KEYSTONE/ARBEITSGRUPPE MUEKEN TI/STR

(sda-ats)

Une équipe internationale dirigée par des chercheurs de l'Université de Fribourg (UNIFR) a développé un système de classification des espèces invasives nous rendant la vie difficile. Il prend en compte notamment leur impact socio-économique.

En plus des impacts sur la biodiversité, allant de l’extinction des espèces indigènes à la destruction des écosystèmes, les espèces invasives peuvent affecter sérieusement les conditions de vie et la santé des êtres humains, indique l'UNIFR dans un communiqué.

Le moustique tigre (Aedes albopictus), par exemple, originaire d’Asie du Sud-Est, propage des maladies telles que la dengue. Présent dans le sud de la Suisse notamment, il constitue une menace sanitaire majeure dans de nombreux pays du globe.

Les insectes ne sont pas les seuls à poser problème. Le crapaud buffle (Rhinella marina), introduit en Australie afin d’exterminer certains insectes nuisibles, a proliféré de manière incontrôlable dans de vastes territoires. Certaines traditions, comme par exemple la chasse aux animaux de brousse, ont disparu faute de gibier, décimé par la présence du crapaud géant.

Evaluation pas seulement matérielle

Jusqu’à présent, les répercussions des espèces envahissantes sur les conditions de vie et le bien-être des populations n’ont fait l’objet que de peu d’attention, voire ont été sous-estimées du fait de leur impact financier souvent négligeable.

Sous la direction de Sven Bacher, professeur de biologie à l'UNIFR, une équipe internationale composée de 22 chercheurs a développé un nouveau système pour la classification de ces répercussions socio-économiques. Baptisé SEICAT ("Socio-Economic Impact Classification of Alien Taxa"), il est présenté dans la revue Methods in Ecology and Evolution

"Le système classe les espèces envahissantes en fonction de leurs impacts sur la vie des humains, respectivement sur leurs habitudes et leurs activités", explique le Pr Bacher, cité dans le communiqué.
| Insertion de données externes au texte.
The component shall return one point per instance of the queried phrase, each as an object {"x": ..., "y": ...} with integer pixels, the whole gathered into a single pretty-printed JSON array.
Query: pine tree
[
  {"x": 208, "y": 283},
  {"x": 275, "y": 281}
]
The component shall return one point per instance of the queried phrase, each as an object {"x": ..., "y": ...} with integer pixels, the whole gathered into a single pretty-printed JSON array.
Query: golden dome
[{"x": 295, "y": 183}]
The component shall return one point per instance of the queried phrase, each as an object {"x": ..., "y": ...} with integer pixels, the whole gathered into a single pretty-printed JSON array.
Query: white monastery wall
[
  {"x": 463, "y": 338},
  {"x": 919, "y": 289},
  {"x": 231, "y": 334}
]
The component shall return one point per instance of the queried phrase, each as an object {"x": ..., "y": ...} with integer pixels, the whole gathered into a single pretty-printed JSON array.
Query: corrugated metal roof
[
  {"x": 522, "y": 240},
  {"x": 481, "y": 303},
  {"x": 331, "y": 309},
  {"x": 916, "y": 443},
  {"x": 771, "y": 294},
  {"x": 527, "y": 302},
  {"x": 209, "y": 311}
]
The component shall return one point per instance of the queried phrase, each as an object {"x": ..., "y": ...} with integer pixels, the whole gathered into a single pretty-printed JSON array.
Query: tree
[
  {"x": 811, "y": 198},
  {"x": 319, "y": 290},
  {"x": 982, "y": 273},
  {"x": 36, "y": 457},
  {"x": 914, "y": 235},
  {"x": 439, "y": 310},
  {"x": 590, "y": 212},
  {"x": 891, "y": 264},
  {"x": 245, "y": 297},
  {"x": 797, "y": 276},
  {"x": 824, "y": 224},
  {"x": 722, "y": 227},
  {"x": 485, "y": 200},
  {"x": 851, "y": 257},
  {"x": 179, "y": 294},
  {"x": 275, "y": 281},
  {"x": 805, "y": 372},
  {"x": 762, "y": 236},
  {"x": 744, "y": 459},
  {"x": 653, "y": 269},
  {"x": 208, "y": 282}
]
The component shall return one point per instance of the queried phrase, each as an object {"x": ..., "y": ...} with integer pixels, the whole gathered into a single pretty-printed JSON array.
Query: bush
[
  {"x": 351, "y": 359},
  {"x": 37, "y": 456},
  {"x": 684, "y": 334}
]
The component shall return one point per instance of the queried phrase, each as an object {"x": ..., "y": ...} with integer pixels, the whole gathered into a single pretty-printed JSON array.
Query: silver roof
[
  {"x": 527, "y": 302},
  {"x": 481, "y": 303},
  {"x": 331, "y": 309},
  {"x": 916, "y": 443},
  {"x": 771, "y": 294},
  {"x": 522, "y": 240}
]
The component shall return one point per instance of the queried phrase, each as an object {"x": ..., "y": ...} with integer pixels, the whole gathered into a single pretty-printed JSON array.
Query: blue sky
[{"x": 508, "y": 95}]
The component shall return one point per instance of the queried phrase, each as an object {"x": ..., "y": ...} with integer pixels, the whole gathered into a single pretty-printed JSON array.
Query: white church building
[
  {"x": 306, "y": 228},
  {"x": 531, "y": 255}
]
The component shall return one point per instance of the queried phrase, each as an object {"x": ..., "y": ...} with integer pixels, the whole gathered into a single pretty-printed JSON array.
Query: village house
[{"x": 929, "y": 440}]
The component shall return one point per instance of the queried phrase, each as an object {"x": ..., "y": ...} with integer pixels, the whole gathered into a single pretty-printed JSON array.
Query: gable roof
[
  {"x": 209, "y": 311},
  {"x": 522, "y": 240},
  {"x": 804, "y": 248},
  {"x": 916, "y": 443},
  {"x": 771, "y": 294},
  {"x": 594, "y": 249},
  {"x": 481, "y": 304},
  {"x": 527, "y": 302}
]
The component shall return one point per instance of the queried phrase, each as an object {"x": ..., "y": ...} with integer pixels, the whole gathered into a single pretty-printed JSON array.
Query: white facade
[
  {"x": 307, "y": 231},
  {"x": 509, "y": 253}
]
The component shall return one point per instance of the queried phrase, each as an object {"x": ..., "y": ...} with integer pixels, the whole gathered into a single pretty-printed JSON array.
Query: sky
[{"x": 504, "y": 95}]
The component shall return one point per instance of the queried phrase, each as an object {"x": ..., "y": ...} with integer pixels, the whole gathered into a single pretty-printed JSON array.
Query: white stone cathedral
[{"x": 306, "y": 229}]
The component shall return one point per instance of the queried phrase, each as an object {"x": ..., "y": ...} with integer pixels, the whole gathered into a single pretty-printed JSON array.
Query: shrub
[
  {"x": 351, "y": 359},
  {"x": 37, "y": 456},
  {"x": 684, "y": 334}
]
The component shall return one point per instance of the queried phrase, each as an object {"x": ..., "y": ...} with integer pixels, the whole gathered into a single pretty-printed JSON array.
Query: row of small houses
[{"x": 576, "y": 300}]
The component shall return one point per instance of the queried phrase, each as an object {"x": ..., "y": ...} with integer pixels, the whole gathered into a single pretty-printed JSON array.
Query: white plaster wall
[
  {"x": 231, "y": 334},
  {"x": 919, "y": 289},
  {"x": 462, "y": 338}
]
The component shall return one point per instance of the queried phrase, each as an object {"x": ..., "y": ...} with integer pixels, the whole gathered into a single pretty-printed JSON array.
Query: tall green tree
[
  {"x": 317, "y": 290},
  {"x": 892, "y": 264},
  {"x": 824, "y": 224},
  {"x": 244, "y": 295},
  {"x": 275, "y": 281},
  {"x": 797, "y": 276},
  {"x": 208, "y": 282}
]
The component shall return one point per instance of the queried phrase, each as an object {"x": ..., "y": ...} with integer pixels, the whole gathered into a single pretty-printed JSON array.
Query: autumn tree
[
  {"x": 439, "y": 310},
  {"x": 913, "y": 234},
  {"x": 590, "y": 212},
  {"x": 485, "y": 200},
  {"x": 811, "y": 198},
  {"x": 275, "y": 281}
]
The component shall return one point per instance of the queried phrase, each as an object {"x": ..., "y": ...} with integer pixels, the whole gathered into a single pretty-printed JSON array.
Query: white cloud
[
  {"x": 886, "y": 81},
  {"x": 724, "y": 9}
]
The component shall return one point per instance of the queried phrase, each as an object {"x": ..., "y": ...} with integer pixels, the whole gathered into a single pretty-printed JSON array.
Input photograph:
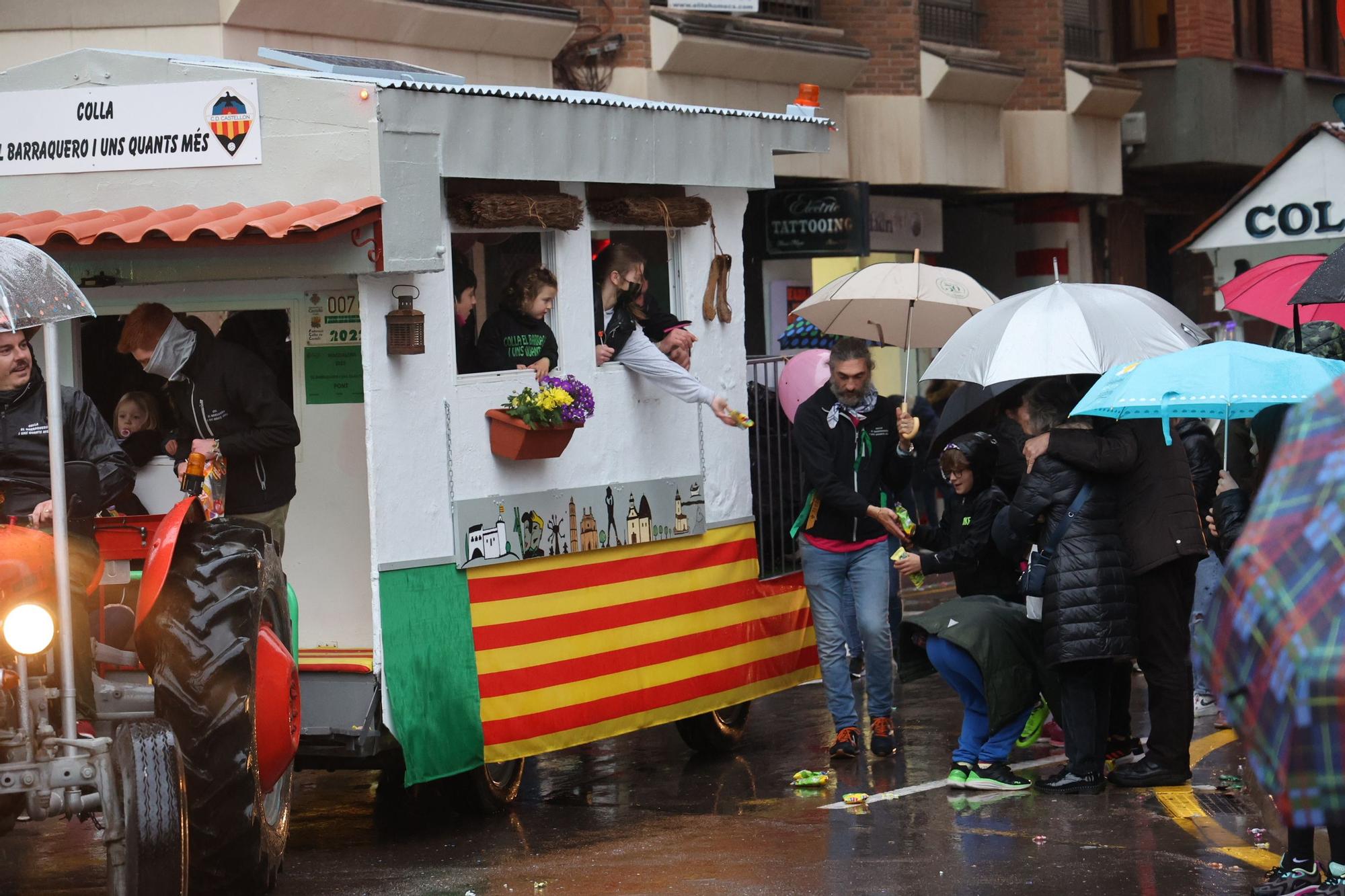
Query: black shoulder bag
[{"x": 1034, "y": 580}]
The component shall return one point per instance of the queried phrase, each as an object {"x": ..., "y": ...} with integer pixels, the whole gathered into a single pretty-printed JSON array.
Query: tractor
[{"x": 190, "y": 764}]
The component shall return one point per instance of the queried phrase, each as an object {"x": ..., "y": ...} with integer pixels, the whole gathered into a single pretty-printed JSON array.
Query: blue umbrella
[{"x": 1223, "y": 380}]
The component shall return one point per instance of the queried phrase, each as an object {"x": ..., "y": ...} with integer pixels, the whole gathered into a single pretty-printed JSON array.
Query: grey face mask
[{"x": 173, "y": 353}]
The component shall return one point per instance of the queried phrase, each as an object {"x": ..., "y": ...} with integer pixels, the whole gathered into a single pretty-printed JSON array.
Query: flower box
[{"x": 516, "y": 440}]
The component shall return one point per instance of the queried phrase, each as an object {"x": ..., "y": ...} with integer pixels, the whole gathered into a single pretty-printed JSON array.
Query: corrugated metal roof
[
  {"x": 540, "y": 95},
  {"x": 180, "y": 224}
]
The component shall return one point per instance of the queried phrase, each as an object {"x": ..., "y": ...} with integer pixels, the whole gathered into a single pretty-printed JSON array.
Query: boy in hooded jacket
[{"x": 961, "y": 542}]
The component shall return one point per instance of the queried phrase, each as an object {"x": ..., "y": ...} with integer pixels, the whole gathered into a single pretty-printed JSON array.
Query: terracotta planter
[{"x": 516, "y": 440}]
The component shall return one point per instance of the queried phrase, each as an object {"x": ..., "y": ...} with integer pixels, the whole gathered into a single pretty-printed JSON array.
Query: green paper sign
[{"x": 334, "y": 376}]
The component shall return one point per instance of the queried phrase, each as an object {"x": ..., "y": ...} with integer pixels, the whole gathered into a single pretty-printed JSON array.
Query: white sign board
[
  {"x": 1303, "y": 201},
  {"x": 902, "y": 224},
  {"x": 715, "y": 6},
  {"x": 163, "y": 126}
]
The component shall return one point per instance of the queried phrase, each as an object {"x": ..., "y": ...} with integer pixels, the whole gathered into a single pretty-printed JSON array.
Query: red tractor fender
[
  {"x": 278, "y": 708},
  {"x": 161, "y": 555}
]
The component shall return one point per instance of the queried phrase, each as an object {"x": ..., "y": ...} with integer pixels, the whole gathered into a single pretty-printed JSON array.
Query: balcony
[
  {"x": 1083, "y": 44},
  {"x": 953, "y": 24}
]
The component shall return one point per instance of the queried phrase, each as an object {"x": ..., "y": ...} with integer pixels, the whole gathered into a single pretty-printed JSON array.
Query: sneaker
[
  {"x": 848, "y": 744},
  {"x": 1124, "y": 752},
  {"x": 883, "y": 740},
  {"x": 1032, "y": 728},
  {"x": 1147, "y": 772},
  {"x": 1335, "y": 883},
  {"x": 1289, "y": 880},
  {"x": 996, "y": 776},
  {"x": 1067, "y": 782}
]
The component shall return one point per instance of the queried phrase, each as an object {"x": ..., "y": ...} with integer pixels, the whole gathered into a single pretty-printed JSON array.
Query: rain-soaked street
[{"x": 641, "y": 814}]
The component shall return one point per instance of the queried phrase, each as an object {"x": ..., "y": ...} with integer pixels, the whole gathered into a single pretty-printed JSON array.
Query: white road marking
[{"x": 944, "y": 782}]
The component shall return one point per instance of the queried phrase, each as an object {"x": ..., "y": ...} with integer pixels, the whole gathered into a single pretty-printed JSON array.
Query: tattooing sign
[{"x": 197, "y": 124}]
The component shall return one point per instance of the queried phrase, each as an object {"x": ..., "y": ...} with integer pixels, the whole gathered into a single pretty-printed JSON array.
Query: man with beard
[
  {"x": 24, "y": 455},
  {"x": 856, "y": 446}
]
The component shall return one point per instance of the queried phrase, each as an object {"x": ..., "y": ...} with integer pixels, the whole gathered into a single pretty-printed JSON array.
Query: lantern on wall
[{"x": 406, "y": 325}]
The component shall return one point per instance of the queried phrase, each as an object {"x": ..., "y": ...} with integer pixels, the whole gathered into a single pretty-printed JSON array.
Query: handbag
[{"x": 1034, "y": 580}]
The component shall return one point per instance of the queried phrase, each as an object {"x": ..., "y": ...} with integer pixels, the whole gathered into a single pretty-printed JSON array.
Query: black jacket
[
  {"x": 228, "y": 393},
  {"x": 961, "y": 542},
  {"x": 1231, "y": 510},
  {"x": 848, "y": 489},
  {"x": 509, "y": 339},
  {"x": 1089, "y": 608},
  {"x": 465, "y": 335},
  {"x": 1159, "y": 517},
  {"x": 24, "y": 446},
  {"x": 1203, "y": 458}
]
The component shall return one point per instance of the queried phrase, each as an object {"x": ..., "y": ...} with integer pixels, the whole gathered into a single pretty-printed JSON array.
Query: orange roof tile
[{"x": 275, "y": 220}]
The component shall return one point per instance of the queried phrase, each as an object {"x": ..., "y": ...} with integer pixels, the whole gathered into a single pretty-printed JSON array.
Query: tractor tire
[
  {"x": 488, "y": 790},
  {"x": 715, "y": 732},
  {"x": 153, "y": 788},
  {"x": 201, "y": 647}
]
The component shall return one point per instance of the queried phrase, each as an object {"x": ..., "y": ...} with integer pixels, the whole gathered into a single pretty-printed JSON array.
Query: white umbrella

En mesurant les changements que les espèces invasives causent sur les habitudes et les activités humaines, SEICAT inclut la notion de bien-être humain, un paramètre négligé par les systèmes de mesure purement économiques. Les multiples incidences des espèces invasives - qu’elles soient sociales, culturelles et matérielles - sont toutes mesurées et quantifiées selon la même unité de mesure.

De surcroît, contrairement aux indicateurs économiques, SEICAT n’est pas tributaire de grands volumes de données et permet, dans un laps de temps réduit, un classement des espèces les plus invasives, des plus problématiques aux moins problématiques. Il permet ainsi par exemple de décider quelle espèce doit être combattue en priorité.